When upset the beauty rat snakes will "waggle" its tail in an attempt to make noises that may scare the source of its fear. Another defensive behavior it exhibits when frightened is to flatten its body vertically in an attempt to look larger or more intimidating.

====Feeding====
The beauty rat snake typically feeds on ground rodents such as mice and, due to the snake's climbing abilities, even bats that are roosting within the caves they share. In addition to small mammals, beauty rat snakes have also been known to eat birds and bird eggs occasionally.

====Breeding====
The beauty rat snake species is oviparous, and mating usually results about a month after the hibernation period which is during times when the temperature is around 18–20 C. After laying 4-12 eggs, the female will incubate and defend them for about 70 days, only taking occasional breaks to hunt. Recently hatched young range about 11+3/4 to 17+3/4 in in length. About two weeks later they will begin to shed their first skin. Within the next 14 months, hatchlings grow to be about 135 cm long and are able to breed another 4 months later.

====Threats and predators====
Though beauty rat snakes are typically in less accessible caves, the top predators of these serpents are birds and mammals.

==Interaction with humans==
The beauty rat snake is largely traded in the Chinese snake skin and live snake trade. Overall, the Chinese beauty snake, Taiwan beauty snake and Vietnamese blue beauty snake are the most popular of the subspecies to be kept as pets. Pop culture has also been influenced by the beauty rat snake by having Mozler, the main monster from the 1988 Hong Kong film Thunder of Gigantic Serpent, be of the same species. Though Mozler displays a calm temperament, this is seen mainly in captive bred snakes. Wild caught snakes can have difficult dispositions despite being kept as pets for several years.

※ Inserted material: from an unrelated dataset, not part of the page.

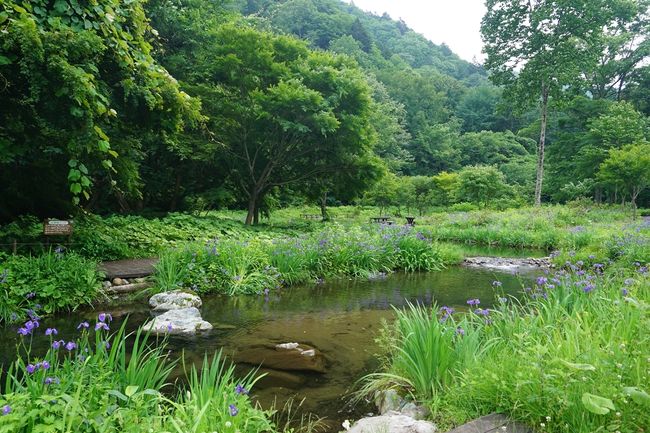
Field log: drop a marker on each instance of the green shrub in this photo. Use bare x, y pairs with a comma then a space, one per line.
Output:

===As an invasive species===
Though the overall species is native to Asia, certain subspecies have become invasive in regions of Asia to which they are not local. The cause of their invasion varies but one of the leading causes is individuals that have been transported by the pet trade and escaping or being released by owners. Another reason has been military movement of resources which has created routes along which serpents can move.

On the island of Okinawa one subspecies of beauty rat snake, suspected to be the Taiwanese beauty snake, has been established as an invasive species since the late 1970s. The Taiwanese beauty snake was originally brought onto the islands to be displayed at zoos as well as for medicinal purposes but now has spread through forests and urban locations. According to the article Invasive Species of Japan, the "spread of [the Taiwanese Beauty Snake] to northern part of Okinawa Island could threaten endemic and endangered birds and mammals, such as Gallirallus okinawae, Erithacus komadori namiyei, Diplothrix legata, Tokudaia muenninki, etc." As of yet, there is no further published information on the exact impact of the Taiwanese beauty snake's invasion into Okinawa.

===Control strategies ===
==== Policies and laws ====

Currently, according to the Invasive Alien Species (IAS) Act, it is illegal in Japan to own, transport or bring any Taiwanese beauty snake into the country. The IAS Act also maintains a list differentiating between Invasive Alien Species (IAS) Uncategorized Alien Species (UAS) and Living Organisms Required to have a Certificate Attached (LORCA) while they are brought into the country. The Taiwanese beauty snake is the only subspecies of beauty rat snake labeled as an IAS. The subspecies Orthiophis taeniurus schmackeri is the only one listed as an exemption of the UAS category but all subspecies (exempting the prohibited Taiwanese beauty snake) classify as LORCAs.